Our country was founded on the idea of religious and civil freedom.
HB 3063 is un-Oregonian and anti-American.
I’m disappointed to see Democratic lawmakers voicing support for or staying silent about this bill.
It’s a bipartisan issue with one bottom line:
The people of Oregon do not want our children’s medical decisions made by state legislators.
If you are against discrimination, you are against HB 3063.
If you care about this issue, it’s time to act.
It’s time to write and call state lawmakers and tell them you oppose HB 3063 and why.
It’s time to go to Salem and meet with your senator and representative.
When you call, you will likely speak to an aide.
That aide may be surly or may be chatty.
Always be polite and thank them for their time.
As awkward as you feel, make that phone call. They track how many phone calls they get. Even if they are hostile to you on the phone, they’re paying attention.
Your voice matters.
Your words matter too.
Here’s a tip sheet for writing to the Oregon lawmakers, adapted from OFMF and used with permission.
How to Write your Oregon Legislators:
• Address them by “Senator” or “Representative” and their last name.
• Introduce yourself in the first line with your name and establish your credibility: “I am an educator in Springfield.” “I work for the Catholic Church.” “I am a medical doctor with a thriving pediatric practice.” Also be sure to identify yourself as a constituent (if you are) or as a representative of an organization or an affiliation (if you have one).
• Be polite. Use appropriate and respectful capitalization and punctuation. Check spelling and grammar.
• Be clear and concise. Try to keep your letter as close to 250—300 words as possible, while including enough information about why you are writing to them. Shorter letters gain more traction. Longer letters often aren’t read.
• Explain your position clearly and why you are contacting them. Give enough information for the legislator to understand your position.
• Be specific with your request.

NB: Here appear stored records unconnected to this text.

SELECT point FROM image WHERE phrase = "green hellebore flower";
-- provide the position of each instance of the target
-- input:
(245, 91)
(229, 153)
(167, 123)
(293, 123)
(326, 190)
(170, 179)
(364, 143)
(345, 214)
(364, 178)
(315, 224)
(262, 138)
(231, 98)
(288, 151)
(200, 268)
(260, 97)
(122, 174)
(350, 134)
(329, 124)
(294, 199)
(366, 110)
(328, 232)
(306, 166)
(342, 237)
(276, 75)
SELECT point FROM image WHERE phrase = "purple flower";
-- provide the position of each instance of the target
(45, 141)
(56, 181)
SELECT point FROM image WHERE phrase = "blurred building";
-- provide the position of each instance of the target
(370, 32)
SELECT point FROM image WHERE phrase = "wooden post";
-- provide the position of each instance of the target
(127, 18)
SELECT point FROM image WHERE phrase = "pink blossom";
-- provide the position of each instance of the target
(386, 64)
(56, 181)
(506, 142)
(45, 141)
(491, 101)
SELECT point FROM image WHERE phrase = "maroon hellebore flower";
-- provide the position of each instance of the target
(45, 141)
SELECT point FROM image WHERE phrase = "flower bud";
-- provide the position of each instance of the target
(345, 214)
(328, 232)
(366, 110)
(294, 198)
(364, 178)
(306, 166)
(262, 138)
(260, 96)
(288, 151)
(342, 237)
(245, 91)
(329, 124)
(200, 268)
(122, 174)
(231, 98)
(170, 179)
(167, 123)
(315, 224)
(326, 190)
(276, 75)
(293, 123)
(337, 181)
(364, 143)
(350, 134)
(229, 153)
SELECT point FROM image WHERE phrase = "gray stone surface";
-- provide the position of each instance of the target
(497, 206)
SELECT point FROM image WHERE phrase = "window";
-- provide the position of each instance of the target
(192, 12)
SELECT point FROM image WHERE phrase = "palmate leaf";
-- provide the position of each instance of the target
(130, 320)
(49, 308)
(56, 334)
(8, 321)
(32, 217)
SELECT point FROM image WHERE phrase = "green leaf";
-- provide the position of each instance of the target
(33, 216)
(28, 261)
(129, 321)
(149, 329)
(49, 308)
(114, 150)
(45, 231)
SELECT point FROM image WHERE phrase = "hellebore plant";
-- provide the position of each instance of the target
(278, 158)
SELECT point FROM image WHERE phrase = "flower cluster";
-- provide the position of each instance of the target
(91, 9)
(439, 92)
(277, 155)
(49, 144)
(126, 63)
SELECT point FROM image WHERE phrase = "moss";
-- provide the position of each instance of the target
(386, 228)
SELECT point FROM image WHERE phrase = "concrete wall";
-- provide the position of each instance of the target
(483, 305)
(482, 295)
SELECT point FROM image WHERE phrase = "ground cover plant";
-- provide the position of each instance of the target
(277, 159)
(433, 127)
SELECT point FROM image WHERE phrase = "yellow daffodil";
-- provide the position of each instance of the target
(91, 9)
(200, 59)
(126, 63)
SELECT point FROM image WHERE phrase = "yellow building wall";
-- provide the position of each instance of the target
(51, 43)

Tell the legislator you are asking them to oppose HB 3063.
• Remember that this is not a partisan bill, regardless of your legislator’s party affiliation. This is an issue that impacts all Oregonians.
• Request a response. Ask what his/her position on the issue is or how s/he will vote on the bill.
• Offer yourself as a resource if they would like additional information.
• Remember any and all correspondence with staff and legislators at a state or government issued email address is part of the public record and is not considered private or confidential correspondence.
• Include your contact information. Don’t be surprised if they do contact you. Our legislators work for us and a good legislator will respond to their constituents!
• Conclude the letter politely with “Sincerely” or “Thank you for your time.”
Ready? Set? Go!
The most important thing is to write and call and meet with YOUR senator and representative. Oregonians for Medical Freedom is also asking people to contact the Joint Ways and Means Committee:
Joint Ways and Means Committee:
Co-Chair Senator Betsy Johnson
Co-Chair Senator Elizabeth Steiner Hayward
Co-Chair Representative Dan Rayfield
Co-Vice Chair Senator Jackie Winters
Co-Vice Chair Representative David Gomberg
Co-Vice Chair Representative Greg Smith
Senator Lee Beyer
Senator Lew Frederick
Senator Fred Girod
Senator Bill Hansell
Senator Dallas Heard
Senator James Manning Jr.
Senator Arnie Roblan
Senator Chuck Thomsen
Senator Rob Wagner
Representative Paul Holvey
Representative Susan McLain
Representative Mike McLane
Representative Rob Nosse
Representative Carla Piluso
Representative Duane Stark
Speaker of the House
Representative Tina Kotek
Senator Peter Courtney
Governor Kate Brown
Editor’s note: An earlier and very different version of this post was about SB-442, a bill that was introduced in Oregon in 2015 to abolish medical freedom. That bill was killed in committee and one of the bill’s co-sponsors, Dr. Alan Bates, withdrew his support for it after hearing from and listening to his constituents. Lawmakers listen. Let’s talk to them!